As featured on p. 218 of "Bloggers on the Bus," under the name "a MyDD blogger."

Tuesday, March 11, 2008

On the Other Hand...

And now, in my typically schizophrenic way, let me talk about some of the good things going on in Congress.

Nancy Pelosi did file the lawsuit against Josh Bolten and Harriet Miers, in an attempt to force them to testify in the US Attorney firings. This is a case where the lawsuit is arguably more important than the information Congress wants to receive as a result of it. The separation of powers and the need for Congress to conduct meaningful and Constitutionally mandated oversight is crucial to our continuing as a democracy. Furthermore, it's time we nipped the expansion of "executive privilege" in the bud. George Bush has taken it to mean that everyone who ever talked to the President at any point is covered by the privilege, even if, as he admits, he had no discussion with these two over the US Attorney firings. Despite what should be an open and shut case, the dark cloud on the horizon is this:

The case was assigned to U.S. District Judge John Bates, an appointee of President Bush and a former prosecutor in the Whitewater criminal investigation of the Clintons in the 1990s.


This is really not good because if the precedent becomes Bush's theory of executive privilege, we've lost Congress as a viable entity. But if Congress did nothing, the same precedent would hold. So they have to press this.

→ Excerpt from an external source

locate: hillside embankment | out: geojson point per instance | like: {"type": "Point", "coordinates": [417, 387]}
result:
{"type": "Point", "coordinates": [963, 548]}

We've also seen hearings on executive pay last week, and once that gets into the ugly light of day it'll be hard for CEOs to continue enriching themselves to the ridiculous degree they do. I liked my Congressman's statement on the two Americas.

“There seem to be two economic realities operating in our country today,” Representative Henry A. Waxman, Democrat of California, the committee chairman, said as the hearing opened Friday morning. “Most Americans live in a world where economic security is precarious and there are real economic consequences for failure. But our nation’s top executives seem to live by a different set of rules.”


Most important, there's talk of a new FISA deal in the House, which is substantially better than the first leaked deal from last week.

In continued defiance of the White House, House Democratic leaders are readying a proposal that would reject giving legal protection to the phone companies that helped in the National Security Agency’s program of wiretapping without warrants after the Sept. 11 attacks, Congressional officials said Monday.

Instead of blanket immunity, the tentative proposal would give the federal courts special authorization to hear classified evidence and decide whether the phone companies should be held liable. House Democrats have been working out the details of their proposal in the last few days, officials said, and expect to take it to the House floor for a vote on Thursday….

It would impose tougher restrictions on National Security Agency eavesdropping than the Senate version does by requiring court approval before the agency’s wiretapping procedures, instead of approval after the fact. It would also reject retroactive immunity for the phone carriers [...]

Under the proposal, the courts would be given authority to hear classified evidence in the civil suits — perhaps on an “ex parte” basis, with only one side in attendance — to determine whether the companies are immune from liability. Officials said the proposal would most likely give that authority to a federal district court, but it is possible that the Foreign Intelligence Surveillance Court in Washington could be given that authority instead….


If the telecoms could present evidence in their defense, a key argument made by the Bush Administration, that the phone companies can't defend themselves in court and therefore need immunity, would be lost. Moving the decision to the federal courts on whether or not to give immunity also makes more sense than allowing Congress to do it. This is not a bill that would ever be signed, but it strings out the discussion of the bill. Personally I don't think anything should pass. And the continuing negotiations on FISA suggests that nothing will this year. Once again, there's no public constituency for telecom amnesty, and thus no reason to give it to a Bush Administration that just wants to immunize themselves.